Но и в общежитии негритянок не густо. На нашем факультете их, например, нет совсем. Есть, кажется, на экономическом. И еще на филологическом — у них там кого только нет. Значит, нужно идти на другой этаж, в чужую гостиную. А танцы начинаются как следует только в одиннадцать. А без пяти двенадцать тебе уже нужно быть в бюро пропусков, иначе (раз не проживаешь в общежитии и задержался) ты получишь свой студенческий билет только в учебной части и распишешься, что с приказом о выговоре познакомился. А разве за пятьдесят пять минут успеешь? Потом еще нужно будет вспомнить, в какой комнате оставил плащ, а к хозяину тоже, может, уже так просто, не попадешь. Нет, не успеешь — лучше не пробовать.

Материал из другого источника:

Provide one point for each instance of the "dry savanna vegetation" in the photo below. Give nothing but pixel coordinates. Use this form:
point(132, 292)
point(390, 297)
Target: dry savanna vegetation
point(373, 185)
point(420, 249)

Так ведь и попробовать не дадут. Во-первых, их мало. Во-вторых, так она тебя, принца, и ждала, у нее наверняка хахалей навалом. А потом — оперативный отряд.

Откуда только они берутся? Нет, я серьезно. Вот мы юристы, через год, как раз в это время, будем спихивать госы, а дальше... что ж, друзья, душой и сердцем чисты, как в песенке поется, начнем вкалывать. Ребята пойдут в прокуратуру и милицию, почти все на следственную работу. Про нее мы уже кое-что знаем — и теоретически и практически и согласны ею заниматься. А в оперативном отряде, где работа самая сыскная, нет ни одного юриста.

Наверное, потому, что заниматься нашей работой — если по-честному, то грязной и неприятной — можно только вооружившись чувством долга. Даже не вооружившись, а нужно, чтобы ты был на растяжках этого чувства, как труба какой-нибудь артели, нужно, чтобы ты был распят этим чувством. Причем чувство долга, чтобы держать тебя, должно быть двояким. Общественным — ты знаешь, что от твоей работы зависит общество, что ты ему необходим. И личным — ты должен зарабатывать, кормить мать, жену, детей. Ты должен быть общественно и лично привязан к этой работе. А любительский интерес к ней — эта работа не из чувства долга, а из любви к искусству — есть что-то безнравственное и непорядочное, как подглядывание в замочную скважину.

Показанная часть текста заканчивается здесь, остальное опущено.